With 35 minutes left before we had no home to call our own, my life became an ugly loop of me refreshing my e-mail, the Hostels World homepage and Twitter (though, admittedly, the latter was my in hopes of finding funny one-liners from comedians to brighten the mood). My life was Megabus wifi.
Finally, with 22 minutes until landing, we get an e-mail from Aleah’s Dad: “Checking now. Are you on wifi?”
Yes. Yes, we were on wifi. Thank you, Megabus.
A back and forth saga lasted for those last, tense, nail-biting 22 minutes, waiting to hear what happened with Dan (Aleah’s dad) and the Marriott.

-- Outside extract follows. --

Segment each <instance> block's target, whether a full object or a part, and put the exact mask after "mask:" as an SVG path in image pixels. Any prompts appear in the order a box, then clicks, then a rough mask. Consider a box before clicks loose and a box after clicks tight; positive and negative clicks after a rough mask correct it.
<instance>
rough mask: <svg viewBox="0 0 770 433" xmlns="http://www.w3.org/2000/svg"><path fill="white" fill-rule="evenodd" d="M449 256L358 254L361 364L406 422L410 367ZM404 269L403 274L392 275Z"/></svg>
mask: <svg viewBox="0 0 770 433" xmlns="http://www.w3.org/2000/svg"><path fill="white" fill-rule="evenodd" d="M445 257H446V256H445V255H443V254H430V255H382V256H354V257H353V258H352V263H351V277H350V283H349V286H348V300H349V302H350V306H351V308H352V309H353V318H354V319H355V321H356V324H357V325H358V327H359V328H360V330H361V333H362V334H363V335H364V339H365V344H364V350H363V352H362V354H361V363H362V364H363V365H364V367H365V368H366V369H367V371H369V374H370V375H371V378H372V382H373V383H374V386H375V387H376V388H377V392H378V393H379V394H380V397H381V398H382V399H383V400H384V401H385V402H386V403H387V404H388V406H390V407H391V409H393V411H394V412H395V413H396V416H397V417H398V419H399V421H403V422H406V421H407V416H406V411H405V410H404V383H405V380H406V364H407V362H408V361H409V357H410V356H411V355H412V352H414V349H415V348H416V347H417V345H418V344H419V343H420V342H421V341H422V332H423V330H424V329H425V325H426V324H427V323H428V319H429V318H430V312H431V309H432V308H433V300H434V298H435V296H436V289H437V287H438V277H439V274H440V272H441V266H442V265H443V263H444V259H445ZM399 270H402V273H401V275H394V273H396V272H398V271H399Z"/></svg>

And I swear to you—this is not added for dramatic effect, but the moment the bus parked at Victoria Station, we received a forwarded confirmation e-mail from Dan with the address and phone number of the room he’d booked for us (free of charge!) at the Marriott with the Marriott points he’d racked up from years of traveling with them.
Aleah and I disembarked from the bus with a home to go to. Unfortunately, though, it was on the other side of the city, so, with all our luggage in tow, we walked 2.5 miles across London—through a Rolling Stones concert in Hyde Park, past gypsies and their children soliciting us for funds we didn’t have on Edgware Road, past a film set we’d hoped was for the
Can you tell what these guys are filming?
gripping TV series Sherlock starring Benedict Cumberbatch and Martin Freeman, negotiating intersections with people driving on the wrong sides of cars driving on the wrong sides of the road.
Finally, though, we reached the check-in desk at the London Marriott Hotel in Grosvernor Square. A much better sleeping option than an overnight chair on the Tube Train. And, a much better life precedent than an evening spent homeless in London. At least now, I don’t have to worry about any of the chapters of my life’s story being titled, “EMILIA WALKS TO LONDON. SHE ENCOUNTERS ON THE ROAD A STRANGE SORTOF YOUNG GENTLEMAN,” or “EMILIA BECOMES BETTER ACQUAINTED WITH THE CHARACTERS OF HER NEW ASSOCIATES; AND PURCHASES EXPERIENCE AT A HIGH PRICE. BEING A SHORT, BUT VERY IMPORTANT CHAPTER, IN THIS HISTORY.”